Little wonder then that the administration’s intention to roll back environmental rules has been a boon to advocacy groups, which have been quick to fundraise off of the election results. In the four weeks after Election Day, the Sierra Club, the largest U.S. environmental group, said it recruited about 18,000 new members. The previous record for a four-week period was about 1,200 new members. For several large environmental advocacy groups, 2017 will go down as a year of exceptional increases in membership and resources. They can be counted on to use these resources to stoke the public debate and oppose the administration’s plans.
Ultimately, the administration will also have to take on a substantial corporate constituency with significant revenues linked to environment regulation. According to a Bloomberg analysis published on March 21: “Federal contract data shows that spending related to the environment reached 423 congressional districts in fiscal year 2016 and totaled $5.9 billion.
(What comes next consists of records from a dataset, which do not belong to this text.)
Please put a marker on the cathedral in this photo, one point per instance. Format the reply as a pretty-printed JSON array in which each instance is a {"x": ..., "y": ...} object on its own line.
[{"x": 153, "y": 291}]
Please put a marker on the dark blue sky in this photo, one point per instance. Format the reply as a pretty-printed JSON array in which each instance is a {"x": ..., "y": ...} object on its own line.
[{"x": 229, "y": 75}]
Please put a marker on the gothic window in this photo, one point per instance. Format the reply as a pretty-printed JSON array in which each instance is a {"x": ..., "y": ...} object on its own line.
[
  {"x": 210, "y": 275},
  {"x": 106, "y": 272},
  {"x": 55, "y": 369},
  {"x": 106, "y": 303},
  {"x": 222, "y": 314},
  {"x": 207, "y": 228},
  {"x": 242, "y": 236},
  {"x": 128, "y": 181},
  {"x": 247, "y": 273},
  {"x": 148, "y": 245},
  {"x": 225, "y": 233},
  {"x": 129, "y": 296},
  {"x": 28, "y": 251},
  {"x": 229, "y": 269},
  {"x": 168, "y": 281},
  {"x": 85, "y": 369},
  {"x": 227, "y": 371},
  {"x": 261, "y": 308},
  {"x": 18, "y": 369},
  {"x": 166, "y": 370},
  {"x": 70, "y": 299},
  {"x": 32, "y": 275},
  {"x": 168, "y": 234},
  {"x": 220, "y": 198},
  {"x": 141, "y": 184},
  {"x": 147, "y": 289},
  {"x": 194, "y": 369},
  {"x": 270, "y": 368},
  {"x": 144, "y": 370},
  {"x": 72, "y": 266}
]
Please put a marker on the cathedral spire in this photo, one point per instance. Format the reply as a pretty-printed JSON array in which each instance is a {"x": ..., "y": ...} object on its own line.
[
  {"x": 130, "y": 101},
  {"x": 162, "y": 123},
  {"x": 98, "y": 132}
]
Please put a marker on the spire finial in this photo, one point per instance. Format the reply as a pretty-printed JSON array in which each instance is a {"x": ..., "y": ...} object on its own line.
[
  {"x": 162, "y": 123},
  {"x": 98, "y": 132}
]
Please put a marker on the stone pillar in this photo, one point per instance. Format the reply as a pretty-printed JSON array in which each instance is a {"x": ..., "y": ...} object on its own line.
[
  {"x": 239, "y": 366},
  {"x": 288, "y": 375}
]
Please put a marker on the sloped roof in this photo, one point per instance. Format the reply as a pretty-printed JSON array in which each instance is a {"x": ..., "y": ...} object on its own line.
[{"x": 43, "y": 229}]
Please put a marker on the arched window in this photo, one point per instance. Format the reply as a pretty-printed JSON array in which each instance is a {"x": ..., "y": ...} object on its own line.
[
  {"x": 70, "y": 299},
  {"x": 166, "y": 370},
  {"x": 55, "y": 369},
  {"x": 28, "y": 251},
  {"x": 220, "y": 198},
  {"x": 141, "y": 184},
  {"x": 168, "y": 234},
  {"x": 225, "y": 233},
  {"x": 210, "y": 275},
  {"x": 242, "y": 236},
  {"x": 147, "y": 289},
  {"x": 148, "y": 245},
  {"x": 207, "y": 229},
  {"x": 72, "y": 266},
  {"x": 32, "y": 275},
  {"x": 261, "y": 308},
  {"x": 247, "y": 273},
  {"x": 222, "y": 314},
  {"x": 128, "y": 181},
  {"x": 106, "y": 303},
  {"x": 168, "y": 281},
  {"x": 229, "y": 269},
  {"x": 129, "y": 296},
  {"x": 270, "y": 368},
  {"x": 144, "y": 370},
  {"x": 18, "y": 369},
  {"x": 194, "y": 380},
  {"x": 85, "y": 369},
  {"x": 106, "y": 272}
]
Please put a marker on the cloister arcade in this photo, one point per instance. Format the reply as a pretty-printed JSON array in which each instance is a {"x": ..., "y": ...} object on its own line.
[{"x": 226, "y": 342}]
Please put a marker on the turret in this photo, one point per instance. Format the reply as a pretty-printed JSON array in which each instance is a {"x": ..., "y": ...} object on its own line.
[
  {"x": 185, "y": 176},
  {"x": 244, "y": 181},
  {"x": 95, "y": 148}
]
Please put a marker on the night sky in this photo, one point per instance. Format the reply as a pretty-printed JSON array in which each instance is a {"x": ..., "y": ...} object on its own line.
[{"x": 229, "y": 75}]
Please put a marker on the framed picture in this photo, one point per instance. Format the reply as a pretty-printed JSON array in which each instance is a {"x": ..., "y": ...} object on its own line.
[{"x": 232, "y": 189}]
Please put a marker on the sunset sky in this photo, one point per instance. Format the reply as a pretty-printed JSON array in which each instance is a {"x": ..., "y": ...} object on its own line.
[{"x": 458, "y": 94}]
Almost half that spending—47 percent—went to districts represented by Republicans.”
Trimming back or eliminating federal contracts for the 4,462 companies Bloomberg identified as benefiting from environmentally related contracts could prove troublesome for an administration promising millions of new jobs. Notes Bloomberg: “President Donald Trump’s cuts to environmental programs may face resistance from members of his own party due to an Obama administration practice that spread billions of dollars in contracts to Republican as well as Democratic congressional districts.”
A Cautionary Tale
William Ruckelshaus, the head of the EPA from inceptions in 1970 to 1973, told a cautionary tale in The New York Times op-ed pages in March in which he spelled out the political risks faced by the Trump administration. In its initial years, the EPA made good progress addressing the country’s serious pollution problems: facing down resistance from chemical, mining and energy companies and their lobbyists, Ruckelshaus recalled. But by 1980, the EPA and its mission, particularly the Clean Air Act, had come under attack in the presidential campaign.
The Reagan administration took office in January 1981 determined to roll back environmental regulations promulgated by what it regarded as a bloated, job-killing bureaucracy. That effort did not go well. By 1983, the EPA administrator who presided over a 25 percent cut in the agency’s budget had been cited for contempt of Congress, and the staff was dispirited and in turmoil, notes Ruckelshaus. Another political appointee had been accused of lying to Congress, and there were reports of secret meetings with companies under EPA investigation and shredding of documents.
Ruckelshaus accepted Reagan’s assignment to right the agency. While awaiting confirmation, he reports, several chemical industry executives asked to meet with him:
“I expected to hear complaints that over-regulation was stifling economic growth, just as I had heard 10 years earlier, [writes Ruckelshaus]… Instead, I was stunned by their message. The public, they told me, was spooked about the turmoil at E.P.A. Americans didn’t believe anything was being done to protect their health and the environment. They didn’t believe the E.P.A., and they didn’t believe the chemical industry. These executives had concluded that they needed a confident, fair and independent E.P.A.”
The current administration seems on course to experience what political consultants call Newton’s Third Law of Politics: “To every action, there is always opposed an equal reaction.” As the Trump administration acts to eliminate or weaken environmental rules, it’s likely to see at least an equal, well-founded reaction. They may discover soon how large the “sustainability economy” has become and how deeply its principles have become embedded in the nation’s politics.
As Ruckelshaus noted, industry leaders may chafe under many regulations but those with a long-term vision for their companies also see value in this oversight. Companies often need government to validate their practices and clear the way for their projects.
Certainly, the investment community’s commitment to ESG standards continues to gain momentum, as will the investors’ pressure on companies to disclose more about their sustainability, diversity and governance practices. As the administration seeks to rein in regulations, more – the odds are that more, not fewer, corporate boards will conclude that adopting ESG disclosure standards and articulating their views on these issues is the best course for building shareholder value, attracting top talent, and maintaining credibility in the communities where they operate.